Le 17 novembre 2011 M. E X Y (M. X Y), joueur professionnel de football sous contrat avec le sporting club du Portugal, a signé une convention de mandat sportif avec M. B-C, avocat inscrit au barreau de Paris, aux termes de laquelle ce dernier recevait notamment mandat de le conseiller, le représenter et l’assister dans le cadre de l’étude, la rédaction et la négociation de tous ses contrats en qualité de sportif professionnel, dans le monde entier ; les honoraires de M. B-C étaient fixés conformément à l’article L 222-7 du code du sport.

Cette convention est entrée en vigueur à la date de sa signature et s’est achevée au terme prévu, soit le 31 août 2012, sans être renouvelée.

M. X Y a reçu le 1er février 2013 une note d’honoraires pour 213 890 euros, qu’il a contestée. Une ordonnance du bâtonnier de Paris en date du 12 décembre 2013 a fixé, à la demande de M. B-C, le montant des honoraires à la somme de 821 788 euros. Par ordonnance du 28 octobre 2014, le délégataire du premier président de la cour d’appel de Paris après avoir énoncé qu’il appartenait aux parties de saisir la juridiction compétente pour statuer sur la validité du mandat, a infirmé la décision du bâtonnier et dit en substance que si le mandat est déclaré nul, il n’y a pas lieu à fixation d’honoraires et que s’il est reconnu valable, le montant des honoraires dus est fixé à 350 000 euros soit à 299 588 euros après déduction des acomptes.

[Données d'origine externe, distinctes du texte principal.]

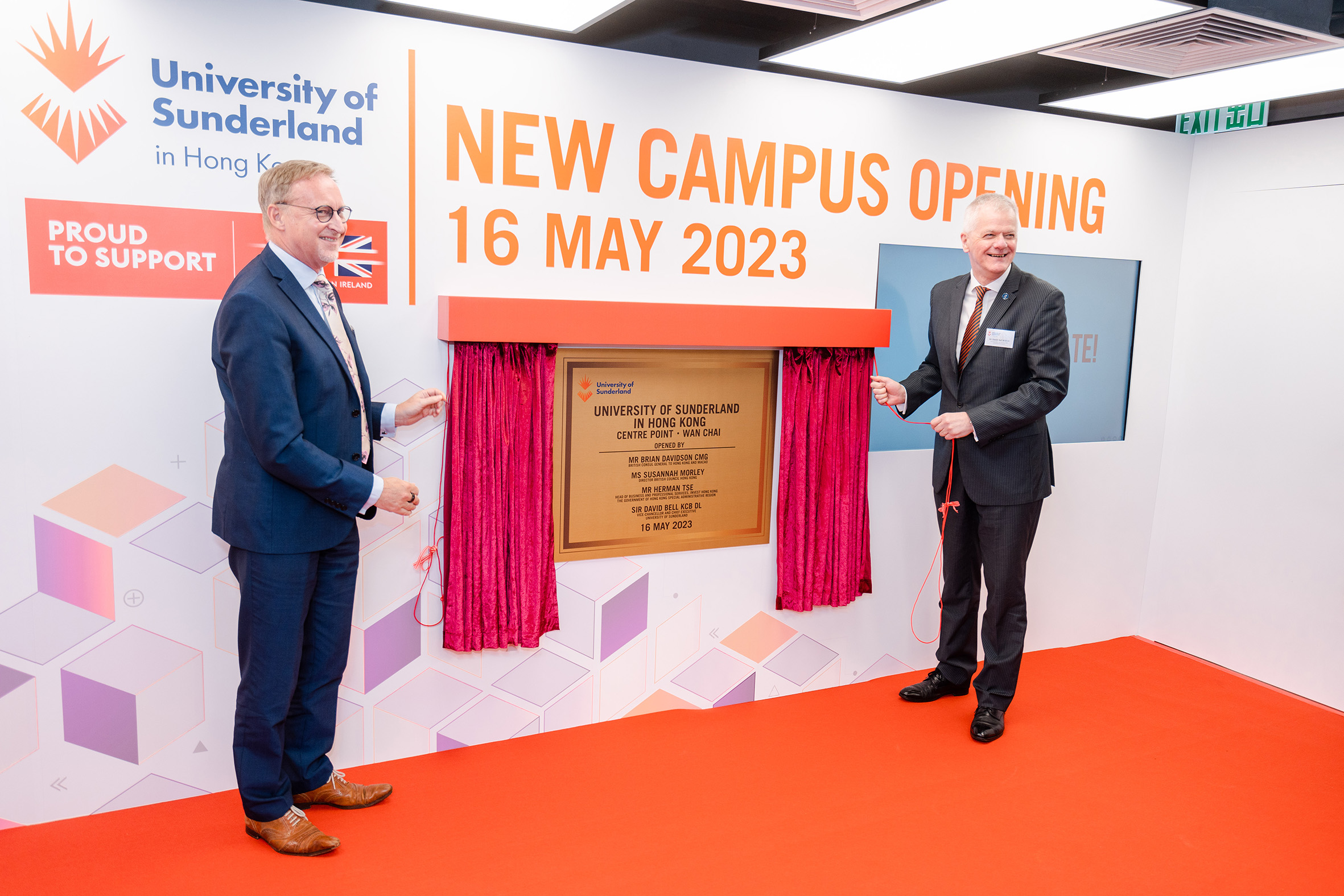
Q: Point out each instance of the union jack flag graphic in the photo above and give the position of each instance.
(362, 265)
(357, 266)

Par arrêt du 14 janvier 2016, la 2e chambre civile de la Cour de cassation a cassé et annulé l’ordonnance susmentionnée, sauf en ce qu’elle a dit qu’il appartient aux parties de saisir la juridiction

compétente de la demande tendant à voir déclarer nulle la convention de mandat sportif et renvoyé l’affaire devant le premier président de cette cour.

Cette affaire a été retirée du rôle dans l’attente de l’issue de l’instance relative à la validité du mandat.

Le tribunal de grande instance de Paris a été saisi le 1er octobre 2015 par M. B-C d’une demande en condamnation au paiement des honoraires dus en exécution de la décision du 28 octobre 2014 ; M. X Y ayant invoqué l’incompétence du tribunal saisi au profit des juridictions portugaises, par ordonnance du 3 août 2016, le juge de la mise en état du tribunal de grande instance de Paris a fait droit à l’exception d’incompétence soulevée par M. X Y au profit des juridictions portugaises et renvoyé M. B-C à mieux se pourvoir.

M. B-C a relevé appel de cette ordonnance, lequel est actuellement pendant devant la cour d’appel de Paris.

Parallèlement aux litiges portant sur la validité de la convention de mandat sportif et sur les honoraires qui y sont afférents, M. X Y, relevant courant 2013 que M. B-C se présentait toujours comme son avocat sur un site internet à son nom, a fait constater ces faits par un procès-verbal d’huissier le 6 septembre 2013 et a délivré le même jour à Me B-C une sommation de supprimer toute image et référence à sa personne.

Un procès-verbal de constat du 11 octobre 2013 indique que le contenu litigieux a été mis en ligne le 31 mai 2013, soit 9 mois après l’échéance du contrat.

Une ordonnance de référé du 26 novembre 2013, non frappée d’appel, a condamné Me B-C d’une part à supprimer du site toutes les références concernant M. X Y sous astreinte et d’autre part au paiement d’une somme de 3 000 euros en application de l’article 700 du code de procédure civile.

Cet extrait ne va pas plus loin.